Blake blake at kingdomrpg.com
Fri Mar 11 00:39:04 UTC 2005


On Thu, 10 Mar 2005 19:56:28 -0000, Peter Crowther <Peter at ozzard.org>  
wrote:

>> From: [...] Blake
>> Sent: 09 March 2005 10:17
>
> Sorry for the delayed response - life has been... Interesting.

I hope not in the Chinese curse sense.

>> 1. A collaborative space (some way for clients to share the common
>> experience and communicate with each other, as well as affect
>> the space).
>
> 1a. The server component of this.

There's a lot of freedom there.

> 1b. The client component of this.  This has some important consequences,
> especially if a user needs some custom client in order to connect.

This is the kicker.

> 1c. The protocol used between client and server, and whether any
> communication is provided between client and client.  This has other
> important consequences, especially if it needs mods to firewalls,
> secondary ports opening, standard client ports, incoming connections, or
> other nasties.

To simplify, I'd say no peer-to-peer. At least for now. And I'm not sure  
what the value of P2P would be in this context. Reduce server load, maybe.

But I'd like to get something usable before worrying about load killing  
it.<s>

>> 2. A game framework/ruleset/etc. (This could be broken down a
>> bunch of ways.)
>
> 2a. A way of writing the game framework.
>
> 2b. One or more game frameworks and rulesets.

For simplicity's sake, I see 2A being built-in. Maybe an implementation of  
D20 or GURPS or even something SIMS-like. Or a combination.

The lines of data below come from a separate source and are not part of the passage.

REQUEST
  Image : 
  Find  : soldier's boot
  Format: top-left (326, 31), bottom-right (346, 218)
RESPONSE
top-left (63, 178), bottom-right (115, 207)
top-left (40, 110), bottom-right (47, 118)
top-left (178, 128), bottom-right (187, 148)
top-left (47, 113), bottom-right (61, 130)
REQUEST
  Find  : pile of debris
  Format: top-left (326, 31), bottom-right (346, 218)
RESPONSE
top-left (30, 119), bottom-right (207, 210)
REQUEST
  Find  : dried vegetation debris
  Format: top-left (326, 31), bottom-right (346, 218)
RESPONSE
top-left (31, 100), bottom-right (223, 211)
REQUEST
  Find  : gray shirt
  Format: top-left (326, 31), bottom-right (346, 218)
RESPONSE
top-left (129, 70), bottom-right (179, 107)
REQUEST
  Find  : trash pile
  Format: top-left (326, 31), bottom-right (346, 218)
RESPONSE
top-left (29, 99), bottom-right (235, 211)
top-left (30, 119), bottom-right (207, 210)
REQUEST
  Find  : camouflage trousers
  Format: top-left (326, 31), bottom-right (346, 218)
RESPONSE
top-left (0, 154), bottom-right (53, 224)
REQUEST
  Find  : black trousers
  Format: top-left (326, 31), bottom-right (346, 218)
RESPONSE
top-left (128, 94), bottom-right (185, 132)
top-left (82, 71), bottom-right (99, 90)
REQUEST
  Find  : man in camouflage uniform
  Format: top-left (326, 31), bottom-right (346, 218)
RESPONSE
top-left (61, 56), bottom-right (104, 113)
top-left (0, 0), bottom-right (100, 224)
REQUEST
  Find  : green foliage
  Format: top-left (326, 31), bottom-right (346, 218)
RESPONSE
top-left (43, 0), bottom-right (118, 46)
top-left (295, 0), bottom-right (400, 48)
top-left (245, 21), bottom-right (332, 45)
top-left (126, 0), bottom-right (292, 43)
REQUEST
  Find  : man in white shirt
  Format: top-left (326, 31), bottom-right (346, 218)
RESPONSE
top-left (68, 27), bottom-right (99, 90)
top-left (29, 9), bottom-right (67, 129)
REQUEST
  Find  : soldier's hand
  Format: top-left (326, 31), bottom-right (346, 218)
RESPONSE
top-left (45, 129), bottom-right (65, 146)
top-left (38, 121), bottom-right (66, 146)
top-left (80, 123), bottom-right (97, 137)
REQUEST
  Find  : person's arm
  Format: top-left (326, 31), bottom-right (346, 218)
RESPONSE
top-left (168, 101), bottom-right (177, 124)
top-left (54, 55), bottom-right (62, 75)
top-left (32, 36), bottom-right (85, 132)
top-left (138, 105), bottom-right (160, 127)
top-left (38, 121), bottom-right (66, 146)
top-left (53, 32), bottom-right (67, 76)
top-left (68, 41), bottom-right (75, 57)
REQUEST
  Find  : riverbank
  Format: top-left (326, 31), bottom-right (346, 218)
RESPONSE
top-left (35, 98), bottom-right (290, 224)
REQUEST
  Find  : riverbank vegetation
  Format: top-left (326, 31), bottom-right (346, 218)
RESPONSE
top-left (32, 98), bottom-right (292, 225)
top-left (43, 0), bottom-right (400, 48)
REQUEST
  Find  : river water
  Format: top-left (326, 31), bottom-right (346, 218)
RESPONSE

2b gets into content. One such ruleset needs to exist, of course.

> 2c. (Assuming user extensibility, my main interest) A way of preventing
> user-created frameworks and rulesets from interfering with one another,
> accidentally or deliberately, unless such interference is desired.

Yes. I'm not keen of giving people a full Smalltalk implementation with  
unfettered access to the entire server. It's both unwieldy and insecure.

>> 3. Content.
>
> 3a. Users or admins with sufficient skills to create the content.  The
> more complex the content, the more skilled these people need to be.
>
> 3b. Tools to create the content.  The more complex the content, the more
> complex these tools need to be.

The obvious (not necessarily best) approach is a hierarchy: users->content  
creators->framework creators->ruleset implementors.

I'm not too worried about tools, since creating content usually suggests  
the needed tools.

> 4. Users.

I can supply some. Maybe a couple-hundred, maybe 5-10 at a time, more or  
less depending on 1b.

> What collaborative space do you want?  At one end of the scale, I've got
> a multi-user telnet server for a Squeak image...

That's what I'm trying to figure out. I do want to hit the low-end. I  
don't want to be shufflng mega-data around if it's not necessary. The  
notes on Nebraska sort of concern me.

On the other side, I don't want to get =stuck= with a telnet-only  
solution. (Text MUDS are so...1987...aren't they?) I'd like t be able to  
(maybe) start with a text-based version then allow 2D and 3D stuff.